Ihr wisst ja, bis vor zur Hauptstraße sind es ca. 600m. Von dort biegst du links ab in Richtung Guarambaré, fährst bis zum Adolfo und da biegst du rechts ab. Dieser Pflasterstraße folgst du ungefähr 1 km dann kommt rechter Hand eine kleine Bodega. Dahinter wohnt eine sehr nette paraguayische Familie. Die verkaufen Eier, queso paraguay (eine Art Frischkäse) und manchmal auch sopa paraguaya (schmeckt sowas von gut…). Die hatten auch zwei Ferkelchen aufgezogen, die wurden letzten Samstag geschlachtet. Wir hatten ein halbes Schweinchen reserviert, wer weiß wann die nächste Gelegenheit um die Ecke schaut. Eine der Nachbarinnen auf der Granja reservierte die andere Hälfte des Schweins und so holten wir am Samstag um 11 das Fleisch ab.

Zwei Hälften à 15 kg ohne Kopf und ohne Schwanz. Abgepackt in je einer schwarzen Tüte, nur die beiden Füße schauten raus, da die zusammengebunden waren. Sah echt toll aus dieses halbe Schwein da auf dem Tisch. Alleine schon die Vorstellung: Schöne Schwarte, das wird Schmalz, der schöne Hinterschinken und die vordere Keule, irgendwo muss auch ein Filet sein und Koteletts… Stellte sich eigentlich nur noch das Problem des Zerlegens. Ich zögerte nicht und meldete mich freiwillig. Den hinteren Schinken abgetrennt, die vordere Keule abgetrennt, oben das Filet extrahiert, die „vermeintlichen“ Koteletts entfernt, den Bauchlappen von den Rippen gezogen, das bißchen Hals abgeschnitten, dann bleiben da nur noch jede Menge Rippen übrig. Ich hatte mich zweimal geschnitten, aber einen Heidenspaß. Fachmännische Kommentare der umstehenden Schaulustigen blieben aus. Häme gab es auch keine. Das Ergebnis war meines Erachtens -sowie auch der Umstehenden – ganz ordentlich. Der Erfolg wurde mit einem Schlachtbier begossen. Dabei wurde spontan beschlossen, die Rippen des Ferkels im Tatakua (traditioneller paraguayischer Ofen, gemauert, sieht aus wie ein kleiner Pizzaofen) zu braten.
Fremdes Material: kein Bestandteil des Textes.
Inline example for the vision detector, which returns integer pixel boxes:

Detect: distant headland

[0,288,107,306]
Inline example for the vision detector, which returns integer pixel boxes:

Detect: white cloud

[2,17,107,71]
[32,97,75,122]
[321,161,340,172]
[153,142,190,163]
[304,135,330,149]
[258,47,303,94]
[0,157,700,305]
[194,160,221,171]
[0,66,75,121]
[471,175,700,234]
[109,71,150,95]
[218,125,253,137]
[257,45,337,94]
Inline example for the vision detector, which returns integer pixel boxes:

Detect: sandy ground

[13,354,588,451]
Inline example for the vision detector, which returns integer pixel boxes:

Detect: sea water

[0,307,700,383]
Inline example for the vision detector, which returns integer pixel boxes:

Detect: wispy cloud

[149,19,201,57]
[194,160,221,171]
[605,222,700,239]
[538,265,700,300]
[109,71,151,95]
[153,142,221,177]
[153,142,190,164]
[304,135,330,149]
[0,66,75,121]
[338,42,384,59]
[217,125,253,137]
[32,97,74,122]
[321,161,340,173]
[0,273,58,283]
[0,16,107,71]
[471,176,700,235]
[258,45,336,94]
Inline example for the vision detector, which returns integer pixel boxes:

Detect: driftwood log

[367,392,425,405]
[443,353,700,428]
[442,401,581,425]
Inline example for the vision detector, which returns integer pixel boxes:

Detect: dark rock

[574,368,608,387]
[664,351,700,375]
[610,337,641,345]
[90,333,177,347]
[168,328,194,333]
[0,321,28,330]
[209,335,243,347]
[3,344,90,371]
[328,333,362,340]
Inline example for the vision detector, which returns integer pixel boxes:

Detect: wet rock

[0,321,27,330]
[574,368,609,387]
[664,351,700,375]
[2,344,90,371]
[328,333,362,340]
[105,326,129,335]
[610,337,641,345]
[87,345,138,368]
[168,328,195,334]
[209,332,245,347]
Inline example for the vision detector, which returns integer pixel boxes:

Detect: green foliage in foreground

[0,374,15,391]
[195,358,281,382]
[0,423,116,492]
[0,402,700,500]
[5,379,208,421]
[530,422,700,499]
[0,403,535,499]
Gesagt getan. Dieser Ofen muss genau wie früher die Öfen im Backhäusle mit Holz angefeuert werden. Dann wird er ausgekehrt, die Rippen kommen mit einem Stück Schwarte hinein und garen dann eine Stunde. Was soll ich sagen…. nur gut. Eine wahre Freude für jeden Fleischliebhaber. Dazu gabs noch Salat und jede Menge Bier. So wie es sich gehört, hier in Paraguay.